Has there been much from the peak oil angle yet? The only reason I mostly stopped going on about that subject was that some people were too wedded to the proposed peak oil timetable that was popular in the 2000's, and were too resistant to updating their views on the timescale when the original predictions did not come to pass. I bought into that timescale but I was not resistant to changing my views once a different picture emerged. Well, it was a bit more complicated than that, it certainly looked like there was a plateau of conventional supply within that timescale, but a bunch of alternatives on top of that scaled up well beyond what some were expecting. Combine that with the obvious signs that a lot of the future action would be seen as coming from the demand side rather than the supply side (eg financial crisis demand destruction), and the loss of sense of immediacy, and the simple peak oil supply stuff lost a lot of its momentum. But I never lost my interest in some of the underlying details, and when combined with climate change I still expected the transition to be one of the biggest stories of this century. And the rather amazing level of demand destruction caused by the pandemic certainly makes me wonder if we are now past the peak, that even with some recovery the trajectory has been altered to the extent that we wont now end up with another decade of oil growth before the decline really kicks in.

And now some charts about what the BBC call the biggest carbon crash ever recorded.

 
US fossil fuel giants set for a coronavirus bailout bonanza
Tue 12 May 2020
Fossil fuel companies and coal-powered utilities in the US are set for a potential bonanza under federal government plans for a bond bailout, part of the rescue package for the coronavirus crisis.

At least 90 fossil fuel companies, many of them established giants such as ExxonMobil, Chevron and Koch Industries, stand to gain from the Federal Reserve’s coronavirus bond buyback programme, alongside more than 150 utilities including coal-heavy firms such as American Electric Power and Duke Energy, according to a new analysis.

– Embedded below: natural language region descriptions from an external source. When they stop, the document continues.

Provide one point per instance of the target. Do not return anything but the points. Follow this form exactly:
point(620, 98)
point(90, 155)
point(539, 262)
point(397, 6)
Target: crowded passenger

The bond buyback scheme is expected to be worth at least $750bn (£605bn) altogether and to benefit thousands of companies by the end of September, and the size of the payout that could go to fossil fuels and utilities is as yet unknown. The scheme is to be discussed in the US Senate on Tuesday.
 

I just got round to reading a bit of the IEA report. I like to see what comparisons they make and what language they use.


Oil demand could drop by 9%, or 9 mb/d on average across the year, returning oil consumption to 2012 levels.

Global CO2 emissions are expected to decline by 8%, or almost 2.6 gigatonnes (Gt), to levels of 10 years ago. Such a year-on-year reduction would be the largest ever, six times larger than the previous record reduction of 0.4 Gt in 2009 – caused by the global financial crisis – and twice as large as the combined total of all previous reductions since the end of World War II. As after previous crises, however, the rebound in emissions may be larger than the decline, unless the wave of investment to restart the economy is dedicated to cleaner and more resilient energy infrastructure.

Resilient, yes thats one way of putting it.
 
I used to fill my car's fuel tank up most weeks because I was driving quite a lot. However the last time I filled up was 20/03/2020, some 8 weeks ago, and I still have 3/4 of that tank left.
 
I used to fill my car's fuel tank up most weeks because I was driving quite a lot. However the last time I filled up was 20/03/2020, some 8 weeks ago, and I still have 3/4 of that tank left.
I filled mine on the 12/03/2020 and have done 16 miles since then.